There was an excellent article in the Economist at the end of November 2013 that talked about Magnetic Tape to the Rescue. The article pointed out that it is crystal clear that:
- Reading data from tape is 4x faster (once in the library) than reading from disk
- Reliability / Data Integrity – with a snapped tape you may only loose a few gb of data, with a broken disk drive you could lose a TB of data
- Power / Cooling and Floor space is much more economical w/ Tape
- Tape is a cheaper medium by over 2x – especially as capacities grow
- Tape has greater longevity than disk
In addition, there are more and more use case that are becoming more applicable for tape. Utilizing tape for the cloud is really the only way cloud providers can meet the cost objectives they need to hit in order to
1) Meet customer cost objectives
2) Meet their own financial margins
There is another new concept that is getting a lot of traction these days also called “FLAPE”. It is a combination of Flash (SSD) disk and Tape. The point is, customers need the performance of flash for their most immediate data analysis processing. Then, as the data ages or gets “stale” it can be pushed off to tape, a low cost medium of storing the data because as we said before, who knows IF we are going to need it again? Or when or how we will use it.

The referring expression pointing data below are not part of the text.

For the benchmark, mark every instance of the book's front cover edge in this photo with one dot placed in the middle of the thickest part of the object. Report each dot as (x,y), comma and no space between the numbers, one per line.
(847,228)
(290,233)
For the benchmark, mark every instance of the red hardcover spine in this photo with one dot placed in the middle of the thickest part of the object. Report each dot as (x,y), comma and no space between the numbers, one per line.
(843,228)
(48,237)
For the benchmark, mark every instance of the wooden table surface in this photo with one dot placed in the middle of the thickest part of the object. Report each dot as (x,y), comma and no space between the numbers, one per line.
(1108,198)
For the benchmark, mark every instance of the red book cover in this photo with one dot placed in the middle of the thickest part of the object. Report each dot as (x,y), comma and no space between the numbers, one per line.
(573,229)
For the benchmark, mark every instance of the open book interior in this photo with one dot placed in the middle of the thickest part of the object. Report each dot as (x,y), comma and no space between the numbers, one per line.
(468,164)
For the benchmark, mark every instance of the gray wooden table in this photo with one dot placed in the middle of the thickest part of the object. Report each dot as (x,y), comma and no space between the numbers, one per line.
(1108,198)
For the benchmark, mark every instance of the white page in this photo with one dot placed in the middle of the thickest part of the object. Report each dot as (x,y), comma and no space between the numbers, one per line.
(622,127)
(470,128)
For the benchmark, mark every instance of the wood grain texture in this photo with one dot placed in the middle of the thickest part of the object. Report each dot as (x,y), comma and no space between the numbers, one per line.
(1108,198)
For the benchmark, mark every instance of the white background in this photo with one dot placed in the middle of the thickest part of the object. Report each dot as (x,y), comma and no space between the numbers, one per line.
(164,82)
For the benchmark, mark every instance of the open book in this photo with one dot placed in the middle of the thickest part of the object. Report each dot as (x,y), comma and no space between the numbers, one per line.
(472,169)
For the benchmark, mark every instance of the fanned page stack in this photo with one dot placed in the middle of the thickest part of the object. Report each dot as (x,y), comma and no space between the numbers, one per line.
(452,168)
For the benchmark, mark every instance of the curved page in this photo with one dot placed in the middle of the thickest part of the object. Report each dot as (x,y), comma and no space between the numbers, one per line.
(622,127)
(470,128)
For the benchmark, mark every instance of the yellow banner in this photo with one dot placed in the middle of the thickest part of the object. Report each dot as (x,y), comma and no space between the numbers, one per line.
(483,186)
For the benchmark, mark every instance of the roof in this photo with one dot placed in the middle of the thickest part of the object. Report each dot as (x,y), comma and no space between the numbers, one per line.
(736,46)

Wikibon has done a piece that talks about the "Rebirth of Tape" due to new technology called LTFS (Liner Tape File System) allowing IT to leverage tape in a much easier way, especially in the Flape scenario. Users can simply migrate data off to tape with out the cost of an expensive backup solution and the challenges that come from restoring data through a backup system if you need the data. With a simple policy, say, last touch time of the data, you can migrate the data, on a file system that is easily accessible, to tape.
There is a new category of data storage that is popping its head up and that is this notion of “long-term data retention (preservation)”. (I don’t necessarily like the word “archive” because when you say archive, it instantly conjures up the word “lawyer” in any IT conversation." But the reality is customers need to be able to store a lot of data for very long periods of time, cost effectively AND have access to it as new analytics are used. Tape is an excellent solution for this new use case. IDC believes that by 2017, we will need 39 Exabytes of capacity to store this data. Today, they believe that this data would be stored on disk. That said, they have also said that as LTFS matures, a lager percentage of this data will be and should be stored on tape. Santa Clara Consulting Group (a consulting / analyst group in Santa Clara, CA that does a lot of research on tape) also believes that the growth of tape (media) will be approximately 26% in 2013. This is primarily due to the added use cases and evolving role of tape in the data center from backup to things like:
- Long-term Data Retention/Preservation
- Scale-out NAS
So, as the data zombies continue to eat away at your IT budget, in 2014, tape can be your secret weapon to combat them.